Di mata Herman, Darmin adalah sosok yang tidak pernah mengeluh dan selalu menuruti apa kata orang tua. Ke sekolah, dia hanya menggunakan baju seadanya bahkan, di beberapa bagian sudah koyak dan tidak pernah pakai sepatu.Untuk menulis pun harus menggunakan batu tulis. Mantan Direktur Jenderal (Dirjen) Pajak ini tak pernah protes bila tidak diberi jajan saat akan berangkat ke sekolah. Darmin sadar betul bahwa sang ayah yang hanya bertani memiliki penghasilan jauh dari cukup untuk menghidupi istri dan 10 anaknya. Meski kehidupannya demikian, Darmin tak pernah putus asa.Waktu senggang dihabiskannya untuk belajar dan belajar, di samping membantu ayahnya di sawah. Hasilnya, Darmin kerap dijadikan contoh oleh guru saat memotivasi siswanya.
“Dari kelas 1 SR hingga tamat SMA Darmin selalu juara 1. Guru-guru sering memberikan pujian kepada dia,” beber Herman. Selain tak pernah mengeluh, mantan Asisten Menteri Koordinator Pengawasan Pembangunan dan Pendayagunaan Aparatur Negara ini juga tidak suka melihat orang yang mengeluh. Menurut dia, hidup ini merupakan perjuangan untuk mencapai citacita. “Apabila saya sudah mengeluh, dia (Darmin) langsung menasihati saya,”ungkapnya. Dalam nasihatnya, pemikiran dan sosok Williem Iskandar kerap disebut Darmin.Tokoh pendidikan dari Tapanuli Selatan itu memang menjadi idola Darmin dan pemikirannya selalu diterapkannya dalam meniti hidup. Herman bercerita, pada 1950- 1960 suasana kampung mereka jauh dari sentuhan perkembangan zaman.
Selain letaknya jauh, sehingga sulit dijangkau, bus yang menjadi sarana transportasi satu-satu pun jarang-jarang melintas. Terlebih lagi listrik belum ada pada zaman itu. Di rumah berukuran 6 meter x 8 meter,pasangan Judin dan Asma beserta kesepuluh anak mereka tidur berdesak-desakan.
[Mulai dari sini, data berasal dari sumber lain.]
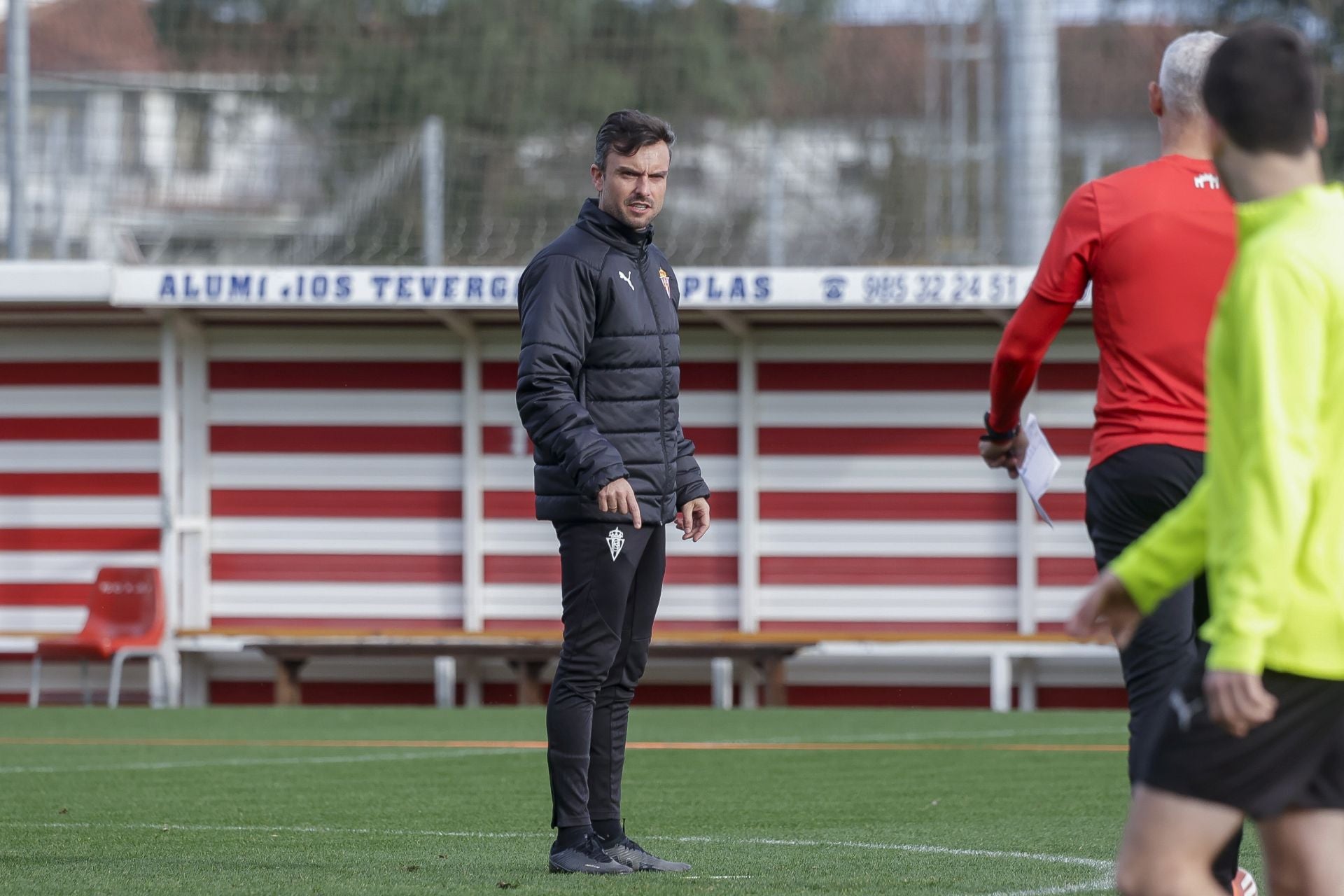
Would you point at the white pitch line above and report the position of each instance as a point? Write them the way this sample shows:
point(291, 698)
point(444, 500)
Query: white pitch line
point(1104, 883)
point(286, 761)
point(945, 735)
Bagi anak laki-laki,tidur di ruang tamu dengan beralaskan tikar. Untuk makan pun mereka selalu melahap lauk seadanya.“Kalau mau makan kami pernah bertengkar gara berebut ikan asin. Ya bertengkar anak-anaklah,”ujarnya sambil tersenyum mengingat masa kecilnya. Di mata teman masa kecilnya, Darmin dikenal sosok yang ramah. Hampir seluruh teman bermainnya menyukai dia.
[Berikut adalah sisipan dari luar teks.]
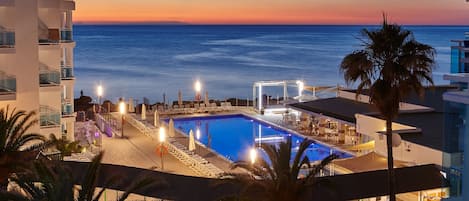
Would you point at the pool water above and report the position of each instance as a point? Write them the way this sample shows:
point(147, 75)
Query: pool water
point(232, 136)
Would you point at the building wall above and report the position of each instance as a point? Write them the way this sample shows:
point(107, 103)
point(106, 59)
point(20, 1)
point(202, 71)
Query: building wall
point(31, 20)
point(26, 57)
point(406, 151)
point(366, 99)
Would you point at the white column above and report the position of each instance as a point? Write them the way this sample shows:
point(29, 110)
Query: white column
point(284, 92)
point(254, 96)
point(260, 97)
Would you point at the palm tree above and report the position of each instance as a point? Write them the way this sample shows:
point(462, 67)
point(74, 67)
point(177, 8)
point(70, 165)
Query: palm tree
point(57, 184)
point(391, 65)
point(16, 143)
point(281, 180)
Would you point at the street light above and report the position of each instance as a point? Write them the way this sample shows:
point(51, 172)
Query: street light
point(122, 112)
point(99, 92)
point(253, 155)
point(162, 138)
point(198, 88)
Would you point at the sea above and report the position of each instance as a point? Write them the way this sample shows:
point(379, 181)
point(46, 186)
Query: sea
point(147, 62)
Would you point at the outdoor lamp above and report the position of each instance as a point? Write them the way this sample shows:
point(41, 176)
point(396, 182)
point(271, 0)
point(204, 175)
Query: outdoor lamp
point(122, 112)
point(99, 92)
point(162, 135)
point(253, 155)
point(197, 86)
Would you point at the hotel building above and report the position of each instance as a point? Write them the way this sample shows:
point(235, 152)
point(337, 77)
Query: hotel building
point(36, 62)
point(457, 103)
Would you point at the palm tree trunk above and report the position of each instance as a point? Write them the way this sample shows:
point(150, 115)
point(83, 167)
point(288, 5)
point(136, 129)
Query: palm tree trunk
point(391, 177)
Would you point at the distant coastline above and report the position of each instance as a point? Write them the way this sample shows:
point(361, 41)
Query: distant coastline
point(180, 23)
point(131, 23)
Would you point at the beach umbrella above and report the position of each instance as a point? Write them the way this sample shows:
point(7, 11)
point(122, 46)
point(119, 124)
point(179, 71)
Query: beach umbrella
point(206, 101)
point(171, 131)
point(179, 98)
point(191, 141)
point(144, 112)
point(156, 119)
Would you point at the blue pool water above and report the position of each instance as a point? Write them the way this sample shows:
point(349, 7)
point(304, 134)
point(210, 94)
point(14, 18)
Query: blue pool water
point(232, 136)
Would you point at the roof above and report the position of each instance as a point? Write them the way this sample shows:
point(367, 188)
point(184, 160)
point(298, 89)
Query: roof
point(339, 108)
point(344, 187)
point(431, 124)
point(433, 96)
point(372, 160)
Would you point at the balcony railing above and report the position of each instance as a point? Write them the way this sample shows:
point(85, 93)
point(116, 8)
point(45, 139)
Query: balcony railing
point(7, 85)
point(67, 73)
point(7, 39)
point(48, 117)
point(66, 35)
point(67, 109)
point(49, 78)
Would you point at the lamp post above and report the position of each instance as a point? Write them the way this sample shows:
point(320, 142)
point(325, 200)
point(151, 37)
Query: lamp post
point(162, 138)
point(253, 155)
point(198, 88)
point(122, 112)
point(99, 92)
Seorang teman dekat Darmin semasa kecil, Syamsuddin Lubis bercerita, teman sebangkunya saat sekolah ini sangat setia dan tidak pernah berbohong. Menurut pria yang akrab disapa Jaroda ini,Darmin seorang siswa yang menyukai pelajaran berhitung dan ilmu hayat. Berbeda dengan dirinya yang lebih menyukai pelajaran bahasa Indonesia. Namun, mereka memiliki kesamaan, yaitu sama-sama menyukai pelajaran kesenian. “Kami sering bernyanyi bersama,” ujarnya. Ke sekolah pun mereka tidak pernah naik kendaraan. Meski hanya berjalan kaki,mereka tidak pernah terlambat. Selama sekolah, mereka berdua selalu dipuji guru karena selalu menjadi juara kelas. Saat upacara, Jaroga menjadi pimpinan upacara, sedangkan Darmin wakilnya.
“Sebenarnya, tulisan sama, tapi suratan (nasib) yang berbeda,”ujarnya. Diakui pria yang kesehariannya menekuni pekerjaan sebagai tukang reparasi sepatu ini, setiap kali Darmin pulang kampung, mereka selalu bertemu dan bernostalgia. “Saya selalu dijemputnya, kalau dia pulang,”ujarnya.